Season the fish fillet with salt and black pepper. In a large sauté pan, heat the extra virgin olive oil adding garlic and sauté lightly careful not to brown the garlic. Add tomatoes, olives, capers, potatoes, lemon wedges and white wine. Put the fish in the center of the pan, adding water and making sure the liquid is just covering the fish. Cook in the oven for approximately 8 - 10 minutes. Remove the fish fillets from the pan, set aside and keep warm. Return the sauce to the burner over high heat and reduce it to obtain thicker consistently. Add fresh oregano and parsley. Adjust the seasoning of the sauce with salt and black pepper to taste. Carefully arrange the potatoes in the center of each serving plate. Spoon the Palermitana Sauce on top of the potatoes and then arrange one fillet of fish on each plate. Finish by drizzling a small amount of extra virgin olive oil on top of each fillet of fish. Serve immediately.
Panzanella – Tuscan Bread Salad
Ingredients for salad
8 oz day old bread (sliced, not sourdough)
10 oz cherry tomatoes (quartered)
4 oz cucumber (cubed)
24 leaves basil (coarsely chopped)
3 oz red onion (thinly sliced lengthwise)

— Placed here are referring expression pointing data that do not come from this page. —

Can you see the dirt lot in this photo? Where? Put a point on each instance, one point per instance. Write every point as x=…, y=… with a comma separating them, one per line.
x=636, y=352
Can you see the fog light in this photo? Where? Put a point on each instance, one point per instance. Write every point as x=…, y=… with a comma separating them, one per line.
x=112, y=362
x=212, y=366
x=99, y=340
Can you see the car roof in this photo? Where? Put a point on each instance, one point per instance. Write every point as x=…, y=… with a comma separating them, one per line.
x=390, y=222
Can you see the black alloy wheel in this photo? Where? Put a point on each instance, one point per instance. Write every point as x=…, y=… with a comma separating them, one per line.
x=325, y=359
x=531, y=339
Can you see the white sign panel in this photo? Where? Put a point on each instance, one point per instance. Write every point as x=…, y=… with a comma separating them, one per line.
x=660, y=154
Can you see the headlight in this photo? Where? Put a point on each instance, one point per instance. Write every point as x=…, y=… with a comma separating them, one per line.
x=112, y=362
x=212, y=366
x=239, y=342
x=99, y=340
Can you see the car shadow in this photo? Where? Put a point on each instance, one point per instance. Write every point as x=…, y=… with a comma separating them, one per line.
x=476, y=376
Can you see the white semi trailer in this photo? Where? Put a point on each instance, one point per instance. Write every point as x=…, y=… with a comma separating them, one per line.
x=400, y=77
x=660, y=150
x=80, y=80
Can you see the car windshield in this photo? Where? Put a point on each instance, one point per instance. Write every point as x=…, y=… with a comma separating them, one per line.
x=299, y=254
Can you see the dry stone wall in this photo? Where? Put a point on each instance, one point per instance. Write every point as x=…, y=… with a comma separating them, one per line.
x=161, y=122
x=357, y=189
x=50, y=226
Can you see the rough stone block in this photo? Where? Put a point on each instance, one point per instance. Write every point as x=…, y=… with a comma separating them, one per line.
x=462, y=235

1 qt water (room temperature)
¼ cup red wine vinegar
Ingredients for Vinaigrette
9 oz extra virgin olive oil
2 oz red wine vinegar
Sea salt (to taste)
Freshly ground black pepper (to taste)
In a medium sized bowl combine water and red wine vinegar and soak red onions.
For the vinaigrette, whisk together all the ingredients. Add soaked and strained red onions, cherry tomatoes, cucumber and basil. Toss ingredients and adjust salt and black pepper to taste.
Dip the bread in the water – vinegar mixture for no more then 5 seconds and gently squeeze out excess liquid with your hands careful not to lose the texture of the bread by over–pressing. Break the bread by hand into big chunks and add to the salad mixture. Toss gently, adjusting salt and black pepper to taste. Serve at room temperature.
Coppa Di Mascarpone Con Granita Di Caffe
Ingredients for mascarpone cream
2 oz yolks (room temperature)
2 oz sugar
9 oz mascarpone (room temperature)
4 oz heavy whipping cream
¼ lemon (zest0
Whip the cream in the kitchen aid on high speed until thick. Remove whipped cream and set it aside in the refrigerator. Combine yolks and sugar in the stainless steel bowl, cook over water bath until thick and pale yellow, continually whisking it. Pour eggs mixture into the clean kitchen aid bowl. Whip on medium-high speed until cool. Add softened mascarpone to the eggs mixture and whip it again just until combined. Fold in whipped cream and lemon zest.
Ingredients for espresso granita
16 oz espresso
5 oz sugar
Dissolve the sugar in the espresso. Freeze in mold. Once it frozen solid, shave into granita.
Spoon 1/5 cup of the mascarpone cream into the dessert glass, spread the granita evenly on the top and zest a generous amount of orange over granita. Complete with chocolate gelato on top.